A new study from researchers at the Regenstrief Institute and Indiana University found that machine learning models trained using statewide health inf
A new study from researchers at the Regenstrief Institute and Indiana University found that machine learning models trained using statewide health information exchange data can predict a patient’s likelihood of being hospitalized with COVID-19.
The paper, published in the Journal of Medical Internet Research, demonstrates the potential for HIE information to help shape public health decision making.
“It has been quite challenging to bring the bread-and-butter data generated by healthcare systems together with public health decision-making – entities which have long been separate and distinct,” said study senior author Dr. Shaun Grannis, Regenstrief Institute vice president for data and analytics and professor of family medicine at Indiana University School of Medicine, in a statement.
“Our work shows how you can build and employ AI (artificial intelligence) models to securely utilize the clinical information in a health information exchange to support public health needs such as predicting hospital utilization within one week and within six weeks of onset of COVID infection,” Grannis added.
WHY IT MATTERS
As the researchers noted in their study, the COVID-19 pandemic has highlighted the importance of data visibility when it comes to shaping policy decisions – which can, in turn, affect the resources available to health systems.
In addition, broad-scale public health responses should be shaped by population-wide data rather than by organizational analytics.
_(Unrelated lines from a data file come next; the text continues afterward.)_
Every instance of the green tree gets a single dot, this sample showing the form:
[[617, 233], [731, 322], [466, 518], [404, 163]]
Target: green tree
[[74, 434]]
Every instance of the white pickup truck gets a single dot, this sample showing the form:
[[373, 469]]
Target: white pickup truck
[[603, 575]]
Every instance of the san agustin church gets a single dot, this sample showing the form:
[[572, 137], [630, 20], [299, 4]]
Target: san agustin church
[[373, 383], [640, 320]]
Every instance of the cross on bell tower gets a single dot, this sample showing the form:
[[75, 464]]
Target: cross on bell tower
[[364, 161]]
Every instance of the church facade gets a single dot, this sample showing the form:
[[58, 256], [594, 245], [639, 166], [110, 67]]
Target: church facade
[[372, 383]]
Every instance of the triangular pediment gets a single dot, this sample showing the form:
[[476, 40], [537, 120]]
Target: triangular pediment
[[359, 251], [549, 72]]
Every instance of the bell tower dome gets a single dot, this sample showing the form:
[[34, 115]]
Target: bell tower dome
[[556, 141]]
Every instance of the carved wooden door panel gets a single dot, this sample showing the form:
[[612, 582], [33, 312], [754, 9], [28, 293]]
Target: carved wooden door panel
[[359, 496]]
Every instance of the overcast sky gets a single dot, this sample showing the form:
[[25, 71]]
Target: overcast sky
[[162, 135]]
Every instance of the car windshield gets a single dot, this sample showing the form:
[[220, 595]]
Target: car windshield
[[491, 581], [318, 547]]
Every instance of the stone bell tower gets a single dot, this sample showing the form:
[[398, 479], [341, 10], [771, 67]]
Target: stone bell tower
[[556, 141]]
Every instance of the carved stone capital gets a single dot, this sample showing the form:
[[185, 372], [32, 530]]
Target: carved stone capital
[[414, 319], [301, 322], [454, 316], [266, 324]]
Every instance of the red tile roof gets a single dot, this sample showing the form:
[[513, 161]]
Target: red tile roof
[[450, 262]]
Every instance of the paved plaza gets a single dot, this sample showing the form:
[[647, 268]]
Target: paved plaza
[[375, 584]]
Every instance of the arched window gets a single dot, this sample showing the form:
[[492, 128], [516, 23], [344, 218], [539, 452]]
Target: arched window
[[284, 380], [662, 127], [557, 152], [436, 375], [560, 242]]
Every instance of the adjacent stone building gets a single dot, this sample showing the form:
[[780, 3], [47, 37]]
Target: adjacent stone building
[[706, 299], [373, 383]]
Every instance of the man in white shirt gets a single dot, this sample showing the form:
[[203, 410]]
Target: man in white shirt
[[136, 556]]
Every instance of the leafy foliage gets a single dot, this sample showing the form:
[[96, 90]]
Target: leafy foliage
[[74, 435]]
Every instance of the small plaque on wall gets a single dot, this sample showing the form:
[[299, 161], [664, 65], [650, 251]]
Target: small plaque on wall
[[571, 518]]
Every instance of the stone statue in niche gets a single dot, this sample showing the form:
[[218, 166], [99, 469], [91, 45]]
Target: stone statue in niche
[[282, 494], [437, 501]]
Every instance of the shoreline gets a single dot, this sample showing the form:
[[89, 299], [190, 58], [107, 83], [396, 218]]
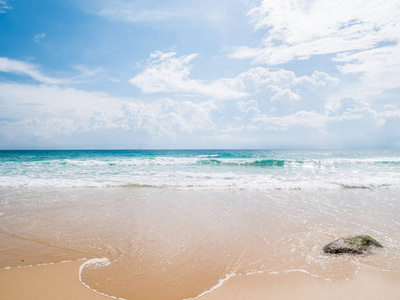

To address both those needs, the study team used the COVID-19 Research Data Commons, which integrates data from multiple clinical sources – including the Indiana Network for Patient Care, a statewide HIE comprising data from 23 health systems and 93 hospitals.
After excluding certain patients whose only interaction with affiliated health systems was their COVID-19 test result – meaning researchers had no clinical data beyond COVID-19 status – the team included 92,026 individuals representing all of the state’s ZIP codes in their model development efforts.
A total of 18,694 of these patients were hospitalized during the first week of being diagnosed with COVID-19, whereas 22,678 were hospitalized during the first six weeks of receiving a COVID-19 diagnosis.
“Our results demonstrate the ability to train decision models capable of predicting the need of COVID-19-related hospitalization across a broad, statewide patient population with considerable performance accuracy,” said the researchers in the study.
They noted that the model was particularly accurate for predicting one-week hospitalization and for identifying the patients who were not in need of care.
Patient age, chronic obstructive pulmonary disease status, smoking, diabetes, indication of neurological diseases, mental disorders, residence type (meaning urban versus rural) and income-level all influenced the prediction.
“Such utilization prediction models may be used for population health management programs in health systems, to identify high-risk populations to monitor or screen, as well as predicting resource needs in crisis situations, such as future spikes in pandemic activity or outbreaks,” read the study.
The team also noted some biases evident in the model that require further efforts to identify their root causes. Namely, being male or living in an urban area was associated with stronger predictive performance.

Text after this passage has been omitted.